Carbon tax for emission targets - An alternative application of the DSGE model for optimal fossil fuel taxation by Golosov, Hassler, Krusell and Tsyvinski 2014

University essay from Handelshögskolan i Stockholm/Institutionen för nationalekonomi

Abstract: Economists widely agree that a Pigouvian fee on emissions is the first best option to correct for the un-priced externality of climate change. However, scientific estimates of future global costs of climate change are varying. So are estimates of future carbon uptake and climate forcing as well as the estimated probability, timing and size of tipping points. Integrated assessment models are highly sensitive to these parameters and as a result are limited in their ability to precisely derive optimal policy choice.
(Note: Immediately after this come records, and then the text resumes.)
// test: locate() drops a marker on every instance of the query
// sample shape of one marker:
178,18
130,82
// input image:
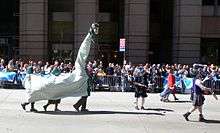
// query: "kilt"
198,99
140,92
54,101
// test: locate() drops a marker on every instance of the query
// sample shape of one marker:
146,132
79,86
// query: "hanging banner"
122,45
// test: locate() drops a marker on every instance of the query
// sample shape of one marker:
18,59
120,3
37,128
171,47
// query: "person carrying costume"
198,97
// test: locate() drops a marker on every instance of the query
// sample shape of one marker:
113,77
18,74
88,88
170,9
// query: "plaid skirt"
54,101
198,99
140,92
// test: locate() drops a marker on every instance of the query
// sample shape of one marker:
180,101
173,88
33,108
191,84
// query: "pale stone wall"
33,29
137,30
187,31
84,15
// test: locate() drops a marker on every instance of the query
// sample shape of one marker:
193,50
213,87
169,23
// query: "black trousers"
82,102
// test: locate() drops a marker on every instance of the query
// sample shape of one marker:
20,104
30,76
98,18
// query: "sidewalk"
110,112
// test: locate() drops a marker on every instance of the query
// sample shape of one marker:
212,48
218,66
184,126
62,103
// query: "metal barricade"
217,86
108,83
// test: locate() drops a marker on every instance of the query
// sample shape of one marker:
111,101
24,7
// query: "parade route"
110,112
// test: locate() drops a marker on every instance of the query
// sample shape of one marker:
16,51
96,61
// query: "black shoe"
201,118
142,108
45,107
76,108
33,110
57,110
23,105
84,110
186,116
176,99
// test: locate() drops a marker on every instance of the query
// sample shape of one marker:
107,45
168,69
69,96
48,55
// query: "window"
208,2
218,2
105,6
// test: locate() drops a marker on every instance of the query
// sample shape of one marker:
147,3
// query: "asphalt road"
110,112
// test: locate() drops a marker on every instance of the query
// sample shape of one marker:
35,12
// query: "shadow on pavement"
160,109
95,113
208,121
212,121
180,101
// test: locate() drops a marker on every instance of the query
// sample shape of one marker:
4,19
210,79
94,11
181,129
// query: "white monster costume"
65,85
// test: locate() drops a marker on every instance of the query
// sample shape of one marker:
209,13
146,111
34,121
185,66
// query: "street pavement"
110,112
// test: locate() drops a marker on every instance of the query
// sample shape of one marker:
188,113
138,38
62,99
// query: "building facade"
156,31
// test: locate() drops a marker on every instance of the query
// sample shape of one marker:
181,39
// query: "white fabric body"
65,85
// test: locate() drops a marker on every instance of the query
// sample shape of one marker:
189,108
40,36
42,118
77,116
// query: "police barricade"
107,83
214,84
158,84
217,87
11,80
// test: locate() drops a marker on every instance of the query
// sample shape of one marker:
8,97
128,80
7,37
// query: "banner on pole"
122,45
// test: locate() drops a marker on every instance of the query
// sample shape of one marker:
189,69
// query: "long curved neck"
83,52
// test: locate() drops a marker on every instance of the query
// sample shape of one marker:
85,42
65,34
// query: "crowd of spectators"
143,73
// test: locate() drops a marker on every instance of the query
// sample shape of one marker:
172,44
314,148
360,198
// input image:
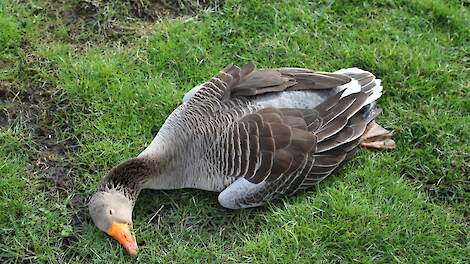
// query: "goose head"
111,212
111,206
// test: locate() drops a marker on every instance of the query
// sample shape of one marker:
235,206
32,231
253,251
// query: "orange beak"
123,234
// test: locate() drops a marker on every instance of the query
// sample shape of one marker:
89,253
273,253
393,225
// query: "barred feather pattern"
223,140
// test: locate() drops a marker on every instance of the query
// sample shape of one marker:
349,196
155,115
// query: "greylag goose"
252,135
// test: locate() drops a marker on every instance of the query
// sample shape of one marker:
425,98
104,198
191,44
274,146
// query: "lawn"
85,84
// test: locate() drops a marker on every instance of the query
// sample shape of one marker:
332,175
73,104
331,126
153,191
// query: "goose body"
252,135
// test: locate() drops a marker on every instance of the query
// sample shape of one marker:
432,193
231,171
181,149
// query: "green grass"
80,97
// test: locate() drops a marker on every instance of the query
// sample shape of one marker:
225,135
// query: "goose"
251,135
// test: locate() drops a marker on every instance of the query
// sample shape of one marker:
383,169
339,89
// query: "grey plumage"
239,126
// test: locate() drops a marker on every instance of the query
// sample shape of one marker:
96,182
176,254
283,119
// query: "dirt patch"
34,104
105,21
This study discusses the impact of multiple uncertainties in policy optimisation models on climate mitigation policy choice and suggests an alternative approach to IAM policy optimization, introducing an exogenous emission target in the place of carbon uptake and damage functions. This approach shifts model dependency on unknown parameters of the climate function to a dependency on parameters that are more frequently discussed in the policy context. Drawing from the general closed economy setting of Golosov et al, a fossil energy tax formula is developed that demonstrates that the optimal tax rate given a dynamic emissions target can be expressed as a function of the target, energy intensity of the economy, technology levels of the energy sectors, and substitutability of energy inputs, among others.